This novel's important significance of this novel is the fact that Ivanhoe was the first historical fiction written.
This was one of the books of the Middle Ages which was written following the revival in the study of this era in the early 1800s. Scott set a pattern that every author after him (except Jane Austen) would make at least one historical fiction.
Returning home from the Crusade and representing the return of the faithful followers of King Richard is Wilfred of Ivanhoe, the disinherited son of a Saxon thane.
His father calls him disobedient; his childhood love, Rowena, is to be married off to his kinsman; his king is a captive in Austria; he returns home after a failed crusade—Ivanhoe seems to experience a weakness of circumstance, though not of character.
Under all these hardships, Ivanhoe consistently shows a chivalrous and noble character.

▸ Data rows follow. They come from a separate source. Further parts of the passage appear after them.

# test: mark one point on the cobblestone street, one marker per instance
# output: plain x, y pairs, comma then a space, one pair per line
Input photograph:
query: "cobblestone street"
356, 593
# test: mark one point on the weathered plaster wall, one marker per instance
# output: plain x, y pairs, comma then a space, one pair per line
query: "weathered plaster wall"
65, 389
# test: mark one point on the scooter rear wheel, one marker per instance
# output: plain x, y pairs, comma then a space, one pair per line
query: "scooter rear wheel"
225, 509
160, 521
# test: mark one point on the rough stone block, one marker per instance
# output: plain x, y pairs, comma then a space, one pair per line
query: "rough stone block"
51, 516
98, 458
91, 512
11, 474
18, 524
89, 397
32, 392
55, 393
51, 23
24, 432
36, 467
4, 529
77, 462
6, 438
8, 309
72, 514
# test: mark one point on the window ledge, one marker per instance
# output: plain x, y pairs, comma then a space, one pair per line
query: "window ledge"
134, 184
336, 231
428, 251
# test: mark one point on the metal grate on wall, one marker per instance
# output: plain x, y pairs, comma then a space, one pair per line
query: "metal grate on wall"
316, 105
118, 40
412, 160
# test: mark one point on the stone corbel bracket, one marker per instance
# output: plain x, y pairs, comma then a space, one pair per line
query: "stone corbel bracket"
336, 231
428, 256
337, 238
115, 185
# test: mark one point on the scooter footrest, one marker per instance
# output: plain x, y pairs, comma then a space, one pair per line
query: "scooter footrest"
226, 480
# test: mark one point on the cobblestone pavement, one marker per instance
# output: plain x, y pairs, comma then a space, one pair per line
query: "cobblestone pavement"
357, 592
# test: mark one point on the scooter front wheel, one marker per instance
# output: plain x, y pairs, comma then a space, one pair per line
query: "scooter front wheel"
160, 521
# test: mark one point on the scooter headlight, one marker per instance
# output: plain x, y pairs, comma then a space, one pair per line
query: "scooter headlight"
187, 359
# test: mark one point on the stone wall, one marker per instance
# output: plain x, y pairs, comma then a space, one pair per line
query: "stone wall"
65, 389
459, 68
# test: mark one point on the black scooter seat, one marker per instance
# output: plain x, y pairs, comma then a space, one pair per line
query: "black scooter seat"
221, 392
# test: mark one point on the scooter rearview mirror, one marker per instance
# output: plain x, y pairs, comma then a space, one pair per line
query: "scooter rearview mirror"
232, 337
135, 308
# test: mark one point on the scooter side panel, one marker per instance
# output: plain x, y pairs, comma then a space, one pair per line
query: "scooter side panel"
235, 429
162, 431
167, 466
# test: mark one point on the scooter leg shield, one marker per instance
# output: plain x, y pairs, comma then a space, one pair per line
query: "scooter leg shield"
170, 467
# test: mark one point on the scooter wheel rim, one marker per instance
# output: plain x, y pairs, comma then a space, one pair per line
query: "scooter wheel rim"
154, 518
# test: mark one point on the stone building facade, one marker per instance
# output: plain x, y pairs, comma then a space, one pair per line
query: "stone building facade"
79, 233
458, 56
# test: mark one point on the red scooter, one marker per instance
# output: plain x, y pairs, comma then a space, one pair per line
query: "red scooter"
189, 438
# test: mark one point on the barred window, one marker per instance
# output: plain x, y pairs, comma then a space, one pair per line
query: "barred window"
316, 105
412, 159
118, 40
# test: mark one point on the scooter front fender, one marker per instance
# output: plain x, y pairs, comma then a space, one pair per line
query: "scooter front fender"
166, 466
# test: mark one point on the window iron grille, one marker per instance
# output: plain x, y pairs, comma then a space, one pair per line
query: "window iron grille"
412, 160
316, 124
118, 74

He is not the dashing rough knight that many imagine Middle Age heroes to be, rather he is the simple, boyish hometown hero.
On the other hand, it is the nemesis, Sir Brian de Bois-Guilbert, whose fame has proceeded him. Ivanhoe and de Bois-Guilbert finally come head to head when Brian mingles another’s innocence with his villainy.
"It seems as if I were destined to bring ruin on whomsoever hath shown kindness to me. My king, by whom I was honored and distinguished - thou seest that the brother most indebted to him is raising his arms to grasp his crown; my regard hath brought restraint and trouble on the fairest of her sex; and now my father in his mood may slay this poor bondsman but for his love and loyal service to me!
Thou seest, maiden, what an ill-fated wretch thou dost labour to assist; be wise, and let me go, ere the misfortunes which track my footsteps like the slot-hounds shall involve thee also in their pursuit."